La série noire des enlèvements s'est également poursuivie, avec parfois des récits macabres dignes des plus grands films d'horreur. Un enfant pris en otage dont les parents n'étaient pas en mesure de verser la rançon réclamée par les ravisseurs, a eu les deux yeux crevés et est devenu aveugle du jour au lendemain. Cet acte d'une cruauté délirante, semblable à celle de la jungle, a été condamné dans les termes les plus forts par les responsables locaux du Fonds des Nations Unies pour l'enfance (UNICEF).

Sur le même front, une commerçante italienne établie en Haïti depuis une trentaine d'années, a été enlevée vendredi matin par des inconnus armés.

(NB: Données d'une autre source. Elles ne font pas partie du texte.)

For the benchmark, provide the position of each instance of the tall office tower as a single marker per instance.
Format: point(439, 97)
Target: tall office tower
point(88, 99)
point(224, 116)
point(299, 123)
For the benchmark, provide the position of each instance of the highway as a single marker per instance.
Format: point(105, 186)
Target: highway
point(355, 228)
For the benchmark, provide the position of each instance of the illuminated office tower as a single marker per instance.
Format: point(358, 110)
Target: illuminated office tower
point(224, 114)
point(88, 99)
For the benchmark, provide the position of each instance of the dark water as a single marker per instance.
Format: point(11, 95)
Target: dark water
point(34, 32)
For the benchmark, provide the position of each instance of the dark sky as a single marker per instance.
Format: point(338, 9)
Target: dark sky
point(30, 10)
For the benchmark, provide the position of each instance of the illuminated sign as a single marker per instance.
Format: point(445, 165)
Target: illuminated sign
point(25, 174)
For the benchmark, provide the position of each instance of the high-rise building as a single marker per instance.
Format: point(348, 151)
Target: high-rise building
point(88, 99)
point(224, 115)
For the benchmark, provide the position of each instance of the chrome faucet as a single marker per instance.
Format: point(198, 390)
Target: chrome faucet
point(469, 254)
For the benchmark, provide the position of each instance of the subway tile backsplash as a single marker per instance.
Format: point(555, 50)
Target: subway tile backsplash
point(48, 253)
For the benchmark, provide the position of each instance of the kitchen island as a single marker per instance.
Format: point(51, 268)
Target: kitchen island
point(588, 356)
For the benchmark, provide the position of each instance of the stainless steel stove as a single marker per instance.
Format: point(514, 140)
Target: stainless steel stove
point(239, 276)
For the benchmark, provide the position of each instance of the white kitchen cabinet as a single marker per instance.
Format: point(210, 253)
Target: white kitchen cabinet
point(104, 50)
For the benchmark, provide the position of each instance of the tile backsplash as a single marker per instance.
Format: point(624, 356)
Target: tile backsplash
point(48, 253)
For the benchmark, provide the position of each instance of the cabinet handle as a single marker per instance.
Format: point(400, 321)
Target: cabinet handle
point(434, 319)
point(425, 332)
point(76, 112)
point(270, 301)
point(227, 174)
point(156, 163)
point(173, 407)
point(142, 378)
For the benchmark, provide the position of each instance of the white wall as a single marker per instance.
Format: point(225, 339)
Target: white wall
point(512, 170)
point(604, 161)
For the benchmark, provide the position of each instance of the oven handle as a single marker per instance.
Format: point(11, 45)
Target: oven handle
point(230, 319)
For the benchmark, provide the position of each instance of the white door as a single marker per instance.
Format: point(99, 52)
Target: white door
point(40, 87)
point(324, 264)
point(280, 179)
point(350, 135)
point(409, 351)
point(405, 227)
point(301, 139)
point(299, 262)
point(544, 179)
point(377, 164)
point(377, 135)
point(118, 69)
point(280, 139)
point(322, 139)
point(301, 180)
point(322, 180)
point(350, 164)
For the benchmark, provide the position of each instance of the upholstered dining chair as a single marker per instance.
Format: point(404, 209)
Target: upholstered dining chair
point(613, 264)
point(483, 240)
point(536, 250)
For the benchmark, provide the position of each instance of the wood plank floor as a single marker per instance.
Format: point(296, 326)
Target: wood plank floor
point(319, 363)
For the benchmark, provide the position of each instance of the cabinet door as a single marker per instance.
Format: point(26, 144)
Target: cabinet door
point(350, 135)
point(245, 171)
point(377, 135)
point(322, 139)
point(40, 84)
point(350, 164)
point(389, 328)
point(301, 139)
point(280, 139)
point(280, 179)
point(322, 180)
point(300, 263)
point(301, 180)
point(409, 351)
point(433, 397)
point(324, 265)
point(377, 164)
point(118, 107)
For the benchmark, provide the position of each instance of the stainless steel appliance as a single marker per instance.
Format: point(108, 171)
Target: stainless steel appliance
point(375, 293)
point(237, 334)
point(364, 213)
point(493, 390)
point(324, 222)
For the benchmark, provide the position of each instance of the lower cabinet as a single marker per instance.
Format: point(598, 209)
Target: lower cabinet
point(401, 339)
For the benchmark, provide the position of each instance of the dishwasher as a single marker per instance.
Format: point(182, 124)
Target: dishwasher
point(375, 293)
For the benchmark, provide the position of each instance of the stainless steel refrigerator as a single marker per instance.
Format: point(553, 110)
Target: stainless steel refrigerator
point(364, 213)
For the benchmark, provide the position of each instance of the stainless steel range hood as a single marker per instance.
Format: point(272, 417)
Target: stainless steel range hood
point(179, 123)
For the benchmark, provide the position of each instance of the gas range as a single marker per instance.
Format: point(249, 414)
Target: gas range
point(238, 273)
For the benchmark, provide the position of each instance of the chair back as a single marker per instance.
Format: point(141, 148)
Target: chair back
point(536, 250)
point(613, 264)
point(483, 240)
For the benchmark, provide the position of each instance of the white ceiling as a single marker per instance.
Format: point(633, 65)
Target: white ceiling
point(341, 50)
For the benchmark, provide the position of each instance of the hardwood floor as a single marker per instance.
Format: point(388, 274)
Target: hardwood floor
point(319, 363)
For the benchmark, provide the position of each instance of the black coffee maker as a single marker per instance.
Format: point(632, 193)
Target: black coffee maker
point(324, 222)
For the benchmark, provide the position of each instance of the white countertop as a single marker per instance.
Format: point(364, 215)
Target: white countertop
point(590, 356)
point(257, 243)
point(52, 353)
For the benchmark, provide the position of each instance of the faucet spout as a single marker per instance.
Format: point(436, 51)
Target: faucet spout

Giliola Martino, 67 ans, se trouvait dans le centre de la capitale au moment du kidnapping. Pour sa part, un haut fonctionnaire de l'Etat, récemment désigné à la tête d'une importante unité, a échappé de justesse à une tentative de rapt grâce à l'intervention rapide d'une patrouille policière. L'un des membres du commando a été arrêté. En revanche, les unités spécialisées de la PNH ont dû fuir sous une pluie de balles et de bombes lacrymogènes, après l'échec d'une tentative de libération, dans le quartier de Delmas 2 (nord de Port-au-Prince), de plusieurs otages dont deux techniciens mexicains enlevés jeudi dans ce même secteur de la capitale. Les deux hommes travaillent pour la compagnie de téléphone cellulaire Ti Telefòn 2004 , une division de la TELECO.

Entre temps, des étrangers de différents statuts continuent à quitter le pays, à cause de la montée vertigineuse de l'insécurité. Après le personnel non essentiel de leur ambassade à Port-au-Prince dont le retrait avait été décidé le mois dernier, les Etats-Unis ont procédé jeudi à l'évacuation de 16 membres du corps de la paix, œuvrant dans le domaine des activités communautaires.

La spirale de la violence qui a atteint, ces dernières semaines, des proportions alarmantes menace de plus en plus la survie de la transition démocratique et l'avancement d'une machine électorale toujours en panne à moins de quatre mois des premières élections fixées au 9 octobre, avec en toile de fond la désintégration d'Haïti.